# English trail riding-saddle bags



## DraftyAiresMum (Jun 1, 2011)

Stowaways all the way! I have a pair of Stowaway pommel bags with water bottles and I LOVE them! Used to use them on my Aussie saddle.

These are the ones I have: EasyCare Stowaway Deluxe Pommel Pack Saddlebag

Picture of them on my Aussie:


----------



## karliejaye (Nov 19, 2011)

Do they bounce much at the trot?


----------



## DraftyAiresMum (Jun 1, 2011)

Not really, actually. Granted, Aires has a ridiculously smooth trot usually, but when I was using them, he was being a schmuck and his trot was like a jackhammer. :lol:


----------



## Monkey (Dec 26, 2013)

Another vote for the Stowaways! I mostly trail ride in a Western saddle, so I have a set of the Western cantle bags. I love them! Tons of pockets, lightweight, and easy to clean. I've never had any problem with the cantle bags bouncing at the trot. I would think the English style cantle bags from Stowaway would do fine at the trot too - although I've never tried them. The English bags have a "pouch" that slips over the cantle and they also have straps on both sides that go around the girth billets that would hold the bags down, and would keep them from bouncing, as long as you tighten them enough - I'm assuming there would be some kind of length adjustment on those straps.

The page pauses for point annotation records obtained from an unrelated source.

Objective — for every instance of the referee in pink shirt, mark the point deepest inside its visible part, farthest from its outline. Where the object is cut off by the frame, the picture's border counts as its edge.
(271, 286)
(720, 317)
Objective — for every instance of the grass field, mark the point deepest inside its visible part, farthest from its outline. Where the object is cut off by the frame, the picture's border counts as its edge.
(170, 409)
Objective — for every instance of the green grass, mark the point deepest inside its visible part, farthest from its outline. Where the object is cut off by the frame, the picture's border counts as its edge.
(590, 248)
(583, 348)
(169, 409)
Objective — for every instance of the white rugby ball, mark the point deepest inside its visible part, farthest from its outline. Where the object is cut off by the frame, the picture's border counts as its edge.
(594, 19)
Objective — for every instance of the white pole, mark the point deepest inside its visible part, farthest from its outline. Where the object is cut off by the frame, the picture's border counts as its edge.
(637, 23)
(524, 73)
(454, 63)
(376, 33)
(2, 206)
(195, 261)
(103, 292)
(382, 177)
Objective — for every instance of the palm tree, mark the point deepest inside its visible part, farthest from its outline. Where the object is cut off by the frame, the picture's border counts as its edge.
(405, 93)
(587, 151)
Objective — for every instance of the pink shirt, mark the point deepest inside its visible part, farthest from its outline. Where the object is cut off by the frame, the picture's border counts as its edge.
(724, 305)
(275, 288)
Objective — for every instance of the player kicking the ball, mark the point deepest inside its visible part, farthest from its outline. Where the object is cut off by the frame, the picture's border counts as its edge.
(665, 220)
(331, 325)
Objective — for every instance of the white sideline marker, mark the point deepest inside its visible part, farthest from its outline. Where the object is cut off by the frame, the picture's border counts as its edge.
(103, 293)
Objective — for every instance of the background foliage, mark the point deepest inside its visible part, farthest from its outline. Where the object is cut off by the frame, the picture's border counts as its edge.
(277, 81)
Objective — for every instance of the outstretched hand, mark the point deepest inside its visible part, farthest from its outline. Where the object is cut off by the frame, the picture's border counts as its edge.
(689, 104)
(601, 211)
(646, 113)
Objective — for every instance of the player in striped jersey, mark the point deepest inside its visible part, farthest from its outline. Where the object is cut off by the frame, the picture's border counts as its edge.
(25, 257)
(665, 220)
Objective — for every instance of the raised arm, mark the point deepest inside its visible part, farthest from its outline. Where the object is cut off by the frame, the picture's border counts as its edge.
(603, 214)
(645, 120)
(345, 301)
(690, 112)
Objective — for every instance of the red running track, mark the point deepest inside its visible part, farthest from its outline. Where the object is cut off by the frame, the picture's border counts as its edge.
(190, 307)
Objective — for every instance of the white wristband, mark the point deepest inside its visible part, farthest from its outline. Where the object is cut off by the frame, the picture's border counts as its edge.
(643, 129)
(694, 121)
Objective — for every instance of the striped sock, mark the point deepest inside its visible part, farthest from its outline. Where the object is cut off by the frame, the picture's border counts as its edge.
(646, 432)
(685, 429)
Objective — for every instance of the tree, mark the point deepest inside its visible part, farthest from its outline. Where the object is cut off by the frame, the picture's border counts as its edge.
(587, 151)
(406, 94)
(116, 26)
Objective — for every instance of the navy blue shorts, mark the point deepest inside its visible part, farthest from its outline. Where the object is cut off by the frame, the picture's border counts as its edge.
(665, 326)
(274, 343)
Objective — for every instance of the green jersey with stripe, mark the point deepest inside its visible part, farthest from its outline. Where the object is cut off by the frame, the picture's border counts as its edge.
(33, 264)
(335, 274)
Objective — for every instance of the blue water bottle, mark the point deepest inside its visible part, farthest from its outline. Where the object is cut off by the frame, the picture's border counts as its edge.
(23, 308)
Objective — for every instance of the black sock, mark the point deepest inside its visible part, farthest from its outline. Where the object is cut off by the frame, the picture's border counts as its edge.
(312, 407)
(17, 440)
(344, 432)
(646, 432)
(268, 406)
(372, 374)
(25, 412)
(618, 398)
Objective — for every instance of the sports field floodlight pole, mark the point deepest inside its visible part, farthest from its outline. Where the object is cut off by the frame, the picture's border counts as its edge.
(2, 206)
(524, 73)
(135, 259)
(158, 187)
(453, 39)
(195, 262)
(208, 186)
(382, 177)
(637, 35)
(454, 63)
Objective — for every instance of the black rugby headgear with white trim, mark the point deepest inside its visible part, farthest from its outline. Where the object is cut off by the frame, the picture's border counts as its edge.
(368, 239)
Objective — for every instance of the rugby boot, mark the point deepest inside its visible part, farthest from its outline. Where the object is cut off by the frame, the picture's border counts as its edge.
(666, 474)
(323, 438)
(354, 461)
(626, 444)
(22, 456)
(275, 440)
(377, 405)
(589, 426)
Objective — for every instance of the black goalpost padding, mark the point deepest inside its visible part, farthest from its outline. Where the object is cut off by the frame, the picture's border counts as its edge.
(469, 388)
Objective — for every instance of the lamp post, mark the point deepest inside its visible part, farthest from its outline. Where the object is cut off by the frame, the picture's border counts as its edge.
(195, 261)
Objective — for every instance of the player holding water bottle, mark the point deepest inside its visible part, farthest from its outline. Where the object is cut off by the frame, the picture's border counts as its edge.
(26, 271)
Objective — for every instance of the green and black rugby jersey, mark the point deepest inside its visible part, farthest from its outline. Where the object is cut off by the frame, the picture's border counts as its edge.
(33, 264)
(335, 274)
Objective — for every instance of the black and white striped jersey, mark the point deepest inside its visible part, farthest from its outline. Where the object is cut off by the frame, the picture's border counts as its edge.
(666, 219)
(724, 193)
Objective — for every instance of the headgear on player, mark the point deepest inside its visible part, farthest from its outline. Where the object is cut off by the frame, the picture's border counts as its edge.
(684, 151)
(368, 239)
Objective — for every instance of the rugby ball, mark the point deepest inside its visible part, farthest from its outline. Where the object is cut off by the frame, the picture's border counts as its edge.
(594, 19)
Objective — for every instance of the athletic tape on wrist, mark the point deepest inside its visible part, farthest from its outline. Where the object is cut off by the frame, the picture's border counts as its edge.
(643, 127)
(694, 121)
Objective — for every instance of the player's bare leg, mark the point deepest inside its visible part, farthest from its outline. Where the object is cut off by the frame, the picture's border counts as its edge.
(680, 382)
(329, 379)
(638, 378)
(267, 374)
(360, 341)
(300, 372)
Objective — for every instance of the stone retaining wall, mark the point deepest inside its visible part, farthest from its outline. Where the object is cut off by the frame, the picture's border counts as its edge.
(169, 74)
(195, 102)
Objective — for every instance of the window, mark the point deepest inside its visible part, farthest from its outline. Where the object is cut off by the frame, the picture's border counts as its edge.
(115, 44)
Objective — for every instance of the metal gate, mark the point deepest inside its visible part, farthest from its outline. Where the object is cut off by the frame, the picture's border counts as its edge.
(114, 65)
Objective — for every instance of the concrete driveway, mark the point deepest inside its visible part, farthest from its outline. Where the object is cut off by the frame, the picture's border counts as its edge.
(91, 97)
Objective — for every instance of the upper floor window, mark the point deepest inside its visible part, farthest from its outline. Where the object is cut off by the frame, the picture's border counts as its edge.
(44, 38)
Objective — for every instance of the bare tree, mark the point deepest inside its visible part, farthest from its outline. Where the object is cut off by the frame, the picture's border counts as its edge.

I just purchased a set of the deluxe pommel bags for my western saddle because I've found that I don't like having to twist around in the saddle to get into the cantle bags. I haven't ridden with them yet, but I tried attaching them to both my Western and my English saddle, and I didn't have any trouble with either saddle. The straps on those bags are long and you just kind of have to mess around with them to find out what works best for you.


----------



## phantomhorse13 (Feb 18, 2011)

Another vote for the stowaways, though I have also used snugpax with success as well. Also use the pommel ones as I am useless dealing with things behind me! Not had any issues with bouncing, at a trot or canter.

For comparison, you can see how much the scoop has swung away as we trot here, versus the packs staying tight against him:


----------



## phoenix (Jun 7, 2010)

I've got the snugpax cantle bag and love it! no bounce at the trot either.


----------



## walkinthewalk (Jul 23, 2008)

Another vote for cantle bags.

English saddles don't have horns and neither do the original Plantation saddles


Dura-Tech® English Cantle Bag in Trail Riding / Accessories at Schneider Saddlery


----------